Cryptacize: Mythomania
By Team JamBase May 16, 2009 • 10:05 am PDT

Sky god hands reach down to earth to choke a cowboy on the cover of an album named for the clinical term for the compulsive need to embroider the truth, i.e. lying. It’s a whole bunch going on before the needle finds the groove, and then the music begins like a Tijuana bar band in a blender before quickly giving way to a skipping jitter with a ’60s radio kitten singer trying to find her way back to you.

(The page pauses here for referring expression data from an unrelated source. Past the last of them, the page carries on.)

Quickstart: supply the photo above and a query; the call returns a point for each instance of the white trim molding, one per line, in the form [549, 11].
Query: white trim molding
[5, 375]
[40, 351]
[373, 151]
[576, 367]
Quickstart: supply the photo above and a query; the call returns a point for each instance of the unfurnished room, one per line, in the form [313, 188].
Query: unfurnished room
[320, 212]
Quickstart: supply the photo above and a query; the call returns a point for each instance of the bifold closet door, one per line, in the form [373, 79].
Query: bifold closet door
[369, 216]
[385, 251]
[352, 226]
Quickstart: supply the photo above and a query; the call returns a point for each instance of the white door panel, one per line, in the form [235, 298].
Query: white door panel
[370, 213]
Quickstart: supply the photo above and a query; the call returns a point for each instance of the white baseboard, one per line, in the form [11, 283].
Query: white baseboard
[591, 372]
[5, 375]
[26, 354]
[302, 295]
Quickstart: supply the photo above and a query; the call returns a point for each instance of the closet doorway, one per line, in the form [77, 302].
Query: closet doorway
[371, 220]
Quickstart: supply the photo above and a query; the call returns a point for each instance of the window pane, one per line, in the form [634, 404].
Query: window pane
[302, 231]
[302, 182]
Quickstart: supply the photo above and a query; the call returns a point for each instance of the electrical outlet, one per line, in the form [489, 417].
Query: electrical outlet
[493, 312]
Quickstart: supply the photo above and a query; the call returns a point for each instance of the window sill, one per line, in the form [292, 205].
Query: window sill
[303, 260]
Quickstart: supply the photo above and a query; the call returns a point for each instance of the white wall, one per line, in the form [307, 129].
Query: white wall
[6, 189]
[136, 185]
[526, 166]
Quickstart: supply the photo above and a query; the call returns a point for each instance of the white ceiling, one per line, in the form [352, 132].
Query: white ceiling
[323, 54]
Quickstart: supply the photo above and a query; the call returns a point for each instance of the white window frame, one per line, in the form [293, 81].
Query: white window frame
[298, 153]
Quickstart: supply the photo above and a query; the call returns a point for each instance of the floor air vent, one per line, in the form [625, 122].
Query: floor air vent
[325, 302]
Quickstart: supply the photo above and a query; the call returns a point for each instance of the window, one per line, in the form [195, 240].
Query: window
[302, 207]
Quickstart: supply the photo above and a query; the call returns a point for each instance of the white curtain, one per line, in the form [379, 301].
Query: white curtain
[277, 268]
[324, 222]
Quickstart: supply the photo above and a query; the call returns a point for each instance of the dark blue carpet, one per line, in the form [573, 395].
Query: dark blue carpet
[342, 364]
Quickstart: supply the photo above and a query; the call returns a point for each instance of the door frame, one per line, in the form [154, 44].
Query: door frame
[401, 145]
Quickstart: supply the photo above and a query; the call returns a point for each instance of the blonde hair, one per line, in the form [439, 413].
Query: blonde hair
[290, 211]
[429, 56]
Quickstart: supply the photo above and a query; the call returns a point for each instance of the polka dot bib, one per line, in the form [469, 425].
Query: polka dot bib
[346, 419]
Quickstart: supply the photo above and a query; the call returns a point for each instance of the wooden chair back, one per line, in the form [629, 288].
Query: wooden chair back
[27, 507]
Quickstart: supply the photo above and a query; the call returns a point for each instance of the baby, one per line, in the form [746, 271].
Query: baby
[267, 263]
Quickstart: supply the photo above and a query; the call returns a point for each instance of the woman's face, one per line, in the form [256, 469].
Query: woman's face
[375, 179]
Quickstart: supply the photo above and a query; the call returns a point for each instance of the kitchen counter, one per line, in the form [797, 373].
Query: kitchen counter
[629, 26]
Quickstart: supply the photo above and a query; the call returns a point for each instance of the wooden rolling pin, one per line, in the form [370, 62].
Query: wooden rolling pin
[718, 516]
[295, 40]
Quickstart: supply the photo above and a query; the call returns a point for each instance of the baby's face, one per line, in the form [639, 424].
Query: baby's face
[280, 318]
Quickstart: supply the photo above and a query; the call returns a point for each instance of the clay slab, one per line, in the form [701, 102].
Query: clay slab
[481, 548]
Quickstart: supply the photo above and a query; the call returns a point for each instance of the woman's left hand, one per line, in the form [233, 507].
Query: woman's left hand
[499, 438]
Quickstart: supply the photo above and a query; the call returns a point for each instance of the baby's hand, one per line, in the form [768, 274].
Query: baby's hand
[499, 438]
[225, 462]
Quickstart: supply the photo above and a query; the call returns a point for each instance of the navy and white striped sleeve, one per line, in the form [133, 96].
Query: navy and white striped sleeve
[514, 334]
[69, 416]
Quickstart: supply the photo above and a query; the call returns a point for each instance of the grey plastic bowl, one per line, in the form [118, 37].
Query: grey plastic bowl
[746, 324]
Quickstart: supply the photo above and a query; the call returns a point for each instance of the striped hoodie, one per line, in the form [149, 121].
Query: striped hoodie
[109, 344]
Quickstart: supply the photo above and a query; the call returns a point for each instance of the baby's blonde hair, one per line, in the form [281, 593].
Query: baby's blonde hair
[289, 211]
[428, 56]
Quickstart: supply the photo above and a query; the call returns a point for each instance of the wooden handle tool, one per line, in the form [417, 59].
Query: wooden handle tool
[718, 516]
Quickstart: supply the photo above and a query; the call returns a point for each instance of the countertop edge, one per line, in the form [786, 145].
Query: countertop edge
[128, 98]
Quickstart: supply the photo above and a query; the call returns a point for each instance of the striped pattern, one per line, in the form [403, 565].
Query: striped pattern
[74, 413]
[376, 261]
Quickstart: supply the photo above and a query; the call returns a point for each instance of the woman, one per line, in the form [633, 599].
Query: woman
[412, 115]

While recorded in a cabin near Yosemite last summer, Mythomania (released April 21 on Asthmatic Kitty Records) is a very modern specimen, full of seemingly incongruous intersections that sync up gracefully. Perhaps its woodland birthplace surfaces in a windy, upward reach and a certain remove from what the other kids are laying down in the city. Considerably more focused than their 2007 debut, Mythomania has an artful crackle worthy of their cool influences (Mancini, ’60s girl groups, Dion, Queen, Joan Jett) without being hampered by them. Nothing about this album seems anything but Cryptacize‘s invention, a constantly shifting, unabashedly romantic bent that revels in what can be accomplished in about three minutes. This is a fetching cocktail mixed from the naked, unreasonable yearning of The Crystals’ “He’s A Rebel,” the late night bonhomie of The Velvet Underground’s “After Hours” and the perverse bounce of Brian Eno’s Taking Tiger Mountain. That’s clearly an oversimplification but it gives you some notion of the bouquet you’ll experience if you imbibe this flavorful concoction.